35 U.S.C. S. 261. Obviously express that conveyances of patent assets on a blockchain may be void if not also recorded with the relevant IP office.

Do you think that this may be an issue or what is your take on that?

HI, let me get to the point that there is no protection for patent applications period. So your design should be for patents (not applications). If patent applicants do not want others to read then they can ask for the application to be sealed (rare) and in most cases, the application is not published until 18 months later from filing. Unless one asks for special treatment (this is US I am referring to). Secondly, patents are creatures of statute hence protection is derived from statute meaning they (whether an application or allowed patent) cannot exist outside of this. what you can look at doing is Patent Licensing, ie using NFT to embed a particular license for a particular patent or a portfolio of patents so that the holder of the NFT is allowed to practice the invention or inventions. This is the only way it can overcome the security issue as it is lawfully a token license. There is a huge problem with negotiating licenses so you can read up or find out the issues. To ensure the NFT has value, one needs to fix the number of NFTs, and if the invention proves to be wildly profitable, the holder can either sell or keep it for himself to profit for the invention (Ie cannot profit from someone else’s work). The patentee will also be able to recover part of his or her patenting effort by selling these fixed numbered NFT, say there are 100 selling 20 and keeping 80 so when the NFT is in demand, this will push up the price. Again being the inventor patentee, SEC cannot say she or he is benefiting from another work. I have worked on this see NFTpatent.net. There is also a good example of why greed infected and ultimately drove the first IP exchange (IPXI) to doom on my website. In short, I hope you will partner with someone with a law background, and do a bit of research on IP markets to come up with a better paper. Good luck.
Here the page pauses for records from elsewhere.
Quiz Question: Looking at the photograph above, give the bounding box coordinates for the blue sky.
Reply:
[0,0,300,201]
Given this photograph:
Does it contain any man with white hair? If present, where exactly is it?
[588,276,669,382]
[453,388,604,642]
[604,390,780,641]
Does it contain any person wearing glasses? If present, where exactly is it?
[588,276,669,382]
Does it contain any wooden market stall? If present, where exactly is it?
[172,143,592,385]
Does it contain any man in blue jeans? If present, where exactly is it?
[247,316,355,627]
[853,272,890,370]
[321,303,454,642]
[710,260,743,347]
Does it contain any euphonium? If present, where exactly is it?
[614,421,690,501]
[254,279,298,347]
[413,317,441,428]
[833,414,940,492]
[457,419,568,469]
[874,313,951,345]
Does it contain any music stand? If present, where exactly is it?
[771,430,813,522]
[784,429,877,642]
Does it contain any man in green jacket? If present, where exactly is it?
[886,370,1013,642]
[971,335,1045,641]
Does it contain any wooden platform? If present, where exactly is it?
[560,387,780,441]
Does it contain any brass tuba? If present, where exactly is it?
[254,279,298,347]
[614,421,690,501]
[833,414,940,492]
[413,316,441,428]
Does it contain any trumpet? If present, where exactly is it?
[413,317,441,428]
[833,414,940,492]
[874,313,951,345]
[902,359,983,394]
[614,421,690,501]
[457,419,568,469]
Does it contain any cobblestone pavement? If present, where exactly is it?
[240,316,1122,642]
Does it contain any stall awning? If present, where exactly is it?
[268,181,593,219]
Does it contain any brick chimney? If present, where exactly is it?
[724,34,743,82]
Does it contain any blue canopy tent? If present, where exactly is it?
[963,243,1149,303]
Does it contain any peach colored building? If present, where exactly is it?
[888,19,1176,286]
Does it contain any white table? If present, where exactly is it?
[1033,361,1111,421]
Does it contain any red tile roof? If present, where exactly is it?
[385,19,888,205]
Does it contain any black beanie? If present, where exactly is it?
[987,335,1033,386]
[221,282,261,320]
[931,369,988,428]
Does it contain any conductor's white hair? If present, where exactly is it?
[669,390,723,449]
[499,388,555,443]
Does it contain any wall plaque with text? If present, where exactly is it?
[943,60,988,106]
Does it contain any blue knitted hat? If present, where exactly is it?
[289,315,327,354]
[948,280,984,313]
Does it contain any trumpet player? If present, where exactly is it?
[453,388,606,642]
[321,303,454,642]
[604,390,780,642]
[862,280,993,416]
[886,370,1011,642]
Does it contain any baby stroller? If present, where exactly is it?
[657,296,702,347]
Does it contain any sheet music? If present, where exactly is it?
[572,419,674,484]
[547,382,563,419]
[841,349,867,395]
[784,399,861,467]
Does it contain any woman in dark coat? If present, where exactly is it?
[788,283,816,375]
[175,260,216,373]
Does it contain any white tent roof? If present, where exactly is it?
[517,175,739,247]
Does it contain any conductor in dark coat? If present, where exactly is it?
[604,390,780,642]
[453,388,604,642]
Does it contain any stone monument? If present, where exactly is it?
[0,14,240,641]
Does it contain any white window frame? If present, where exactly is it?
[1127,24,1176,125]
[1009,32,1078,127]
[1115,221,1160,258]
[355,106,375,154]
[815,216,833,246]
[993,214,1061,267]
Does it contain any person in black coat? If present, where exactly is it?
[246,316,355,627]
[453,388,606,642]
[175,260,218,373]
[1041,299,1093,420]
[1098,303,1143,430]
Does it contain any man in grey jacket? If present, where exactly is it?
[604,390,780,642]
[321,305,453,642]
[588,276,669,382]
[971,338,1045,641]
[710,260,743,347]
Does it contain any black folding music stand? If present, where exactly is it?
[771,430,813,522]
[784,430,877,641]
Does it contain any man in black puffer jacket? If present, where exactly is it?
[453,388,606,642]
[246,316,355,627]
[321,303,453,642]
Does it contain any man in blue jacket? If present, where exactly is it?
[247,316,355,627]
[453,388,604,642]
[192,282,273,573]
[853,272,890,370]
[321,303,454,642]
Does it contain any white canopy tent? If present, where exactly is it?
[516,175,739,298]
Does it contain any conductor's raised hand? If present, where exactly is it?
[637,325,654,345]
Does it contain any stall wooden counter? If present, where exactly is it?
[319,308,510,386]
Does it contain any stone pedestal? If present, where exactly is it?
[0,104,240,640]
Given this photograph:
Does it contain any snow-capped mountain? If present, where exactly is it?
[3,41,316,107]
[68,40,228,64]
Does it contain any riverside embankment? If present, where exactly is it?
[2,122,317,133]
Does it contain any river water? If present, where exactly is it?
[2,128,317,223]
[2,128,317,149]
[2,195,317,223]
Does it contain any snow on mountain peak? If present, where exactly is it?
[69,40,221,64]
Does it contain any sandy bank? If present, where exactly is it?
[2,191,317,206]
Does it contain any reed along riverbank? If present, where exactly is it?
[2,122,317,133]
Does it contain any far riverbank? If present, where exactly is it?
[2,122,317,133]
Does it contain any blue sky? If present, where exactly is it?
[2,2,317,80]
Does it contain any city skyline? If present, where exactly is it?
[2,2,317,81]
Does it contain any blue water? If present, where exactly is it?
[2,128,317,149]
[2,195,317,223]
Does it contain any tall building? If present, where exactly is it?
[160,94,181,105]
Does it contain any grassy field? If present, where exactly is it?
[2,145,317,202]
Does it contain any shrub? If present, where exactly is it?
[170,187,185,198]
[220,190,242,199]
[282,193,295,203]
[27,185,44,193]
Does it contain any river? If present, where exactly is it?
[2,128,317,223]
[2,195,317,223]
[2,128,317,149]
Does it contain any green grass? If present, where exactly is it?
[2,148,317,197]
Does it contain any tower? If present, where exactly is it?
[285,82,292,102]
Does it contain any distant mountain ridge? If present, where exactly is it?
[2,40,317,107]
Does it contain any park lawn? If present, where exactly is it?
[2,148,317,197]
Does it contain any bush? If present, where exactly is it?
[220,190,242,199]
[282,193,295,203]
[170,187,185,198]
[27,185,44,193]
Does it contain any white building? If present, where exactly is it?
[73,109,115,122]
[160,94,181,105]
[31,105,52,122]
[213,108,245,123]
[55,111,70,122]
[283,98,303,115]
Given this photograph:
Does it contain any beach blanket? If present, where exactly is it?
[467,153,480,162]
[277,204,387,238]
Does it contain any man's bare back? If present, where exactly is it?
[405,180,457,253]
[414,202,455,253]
In short, I hope you will partner with someone with a law background, and do a bit of research on IP markets to come up with a better paper. Good luck.

Being an IP specialist, I echo SabahLaw points. The real problems wrt patents (which are basically lines in (quick)sand) are

  1. no clear boundaries in software patents, its like you patent a car engine and someone else comes along describing a nitro-injector + catalytic exhaust, as well as your engine. Unlike chemistry or mechEng, bug-free execution matters more than the functional description and we are far far from having a NLParser to replace overworked/underpaid patent examiners
  2. the statutory period of protection is often (in ICT) much longer than economic life leading to a bog of low-quality patents where patent trolls lurk;
  3. <5% of patents are commercially viable, problem is you don’t know which 5%. IP markets attempted to solve the lemon problem but failed (NineSigma, Innocentive, etc). Fractionalising a patent royalty stream is a solvable problem but triaging useful patents is indeterminable (and often based on market timing).

If you can solve all 3 of the above problems (property boundary, economic curation, defensible commercialisation pathway), inventors will beat a path to your door (and piggy-bank).